Vladimir Putin told Xi Jinping he expects the Chinese president to visit Moscow for a state visit in the new year in what would be a show of support.
Putin’s buoyant remarks at the start of a video call yesterday contrasted with a short statement from Mr Xi, who made no mention of such a visit.
In an attempt to counter the Kremlin’s image of growing isolation, Putin, the Russian president, said he expected a state visit in spring next year to “demonstrate to the world the closeness of Russian-Chinese relations”.
“We are expecting you, dear Mr Chairman, dear friend,” Putin said.
Russia’s invasion of Ukraine has dismayed some of Moscow’s long-standing allies, including China and India, who have both recently called for an end to hostilities.
Mr Xi, who also called Putin a “dear friend” but appeared more restrained, did not publicly respond to the mention of a Moscow visit, and a Kremlin spokesman said no date has been set for the visit.

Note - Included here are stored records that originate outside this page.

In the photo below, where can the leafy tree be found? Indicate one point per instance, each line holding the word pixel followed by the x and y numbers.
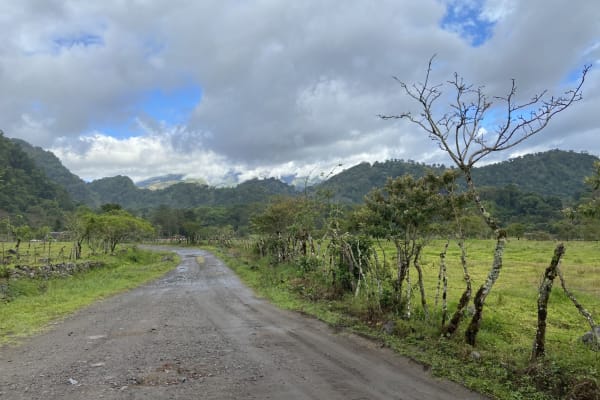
pixel 408 211
pixel 117 226
pixel 462 131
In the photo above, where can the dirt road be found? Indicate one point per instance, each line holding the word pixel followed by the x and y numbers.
pixel 198 333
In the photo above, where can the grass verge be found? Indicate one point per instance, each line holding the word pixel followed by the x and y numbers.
pixel 37 302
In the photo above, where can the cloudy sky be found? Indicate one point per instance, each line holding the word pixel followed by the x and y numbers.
pixel 226 90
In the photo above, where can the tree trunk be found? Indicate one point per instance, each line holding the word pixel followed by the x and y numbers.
pixel 585 313
pixel 421 284
pixel 484 290
pixel 443 284
pixel 456 319
pixel 543 296
pixel 402 269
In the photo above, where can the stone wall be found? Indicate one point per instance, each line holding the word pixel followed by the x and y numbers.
pixel 52 270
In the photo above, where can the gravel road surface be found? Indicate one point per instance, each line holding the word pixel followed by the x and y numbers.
pixel 198 333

A few months after he had to publicly admit Beijing had “concerns” about the Russian invasion, Putin claimed yesterday that the two countries now “share the same views on the causes and developments in the ongoing transformation of the global geopolitical landscape”.
Mr Xi said China was ready to boost cooperation with Russia in light of what he called a “difficult” situation in the world. He also noted Moscow’s “willingness” to seek a diplomatic solution to the war.
Kremlin officials have repeatedly said they are ready to sit down for peace talks with Ukraine as long as Kyiv recognises Moscow’s battlefield gains.
This makes the prospects of an agreement slim, given that the Ukrainian leadership is pledging to take back all territories captured by Russian troops.
Mr Xi said China was willing to work with Russia to “firmly defend the sovereignty” of both countries, adding that the world now stands at “the crossroads of history”.
Taiwan, which Mr Xi has promised to take over, is considered sovereign China by Beijing.
After multiple rounds of crippling economic sanctions, the Kremlin has been forced to look for new markets in the absence of the sprawling energy infrastructure it shared with Europe.
During yesterday’s call, the Russian president praised efforts by China and Russia to jointly produce oil and gas and boasted of “unprecedented levels of energy supplies” from Russia.
But Beijing has been careful not to breach international sanctions.
China’s Huawei and other major corporations decided to withdraw from the Russian market.
Many hardliners in Russia have openly accused Beijing of betraying Russia, pointing out that Moscow is left without staunch allies willing to help financially and militarily like the United States in Ukraine.
Sergey Markov, a former lawmaker who often channels Kremlin narratives, expressed the widely held resentment about lack of support from China.
“What does Russia need from China right now? For China to send in massive amounts of weapons,” he said on his Telegram channel. “Words no longer carry much weight.”
A state Russian news agency appeared to reference the widespread disappointment in China’s position.
RIA Novosti admitted China is “not going to get itself exposed to anti-Russian sanctions” but insisted Beijing was already helping Russia to get around them: “In reality, there are lots of ways to bypass sanctions - just not as fast and straightforward as Russia would like.”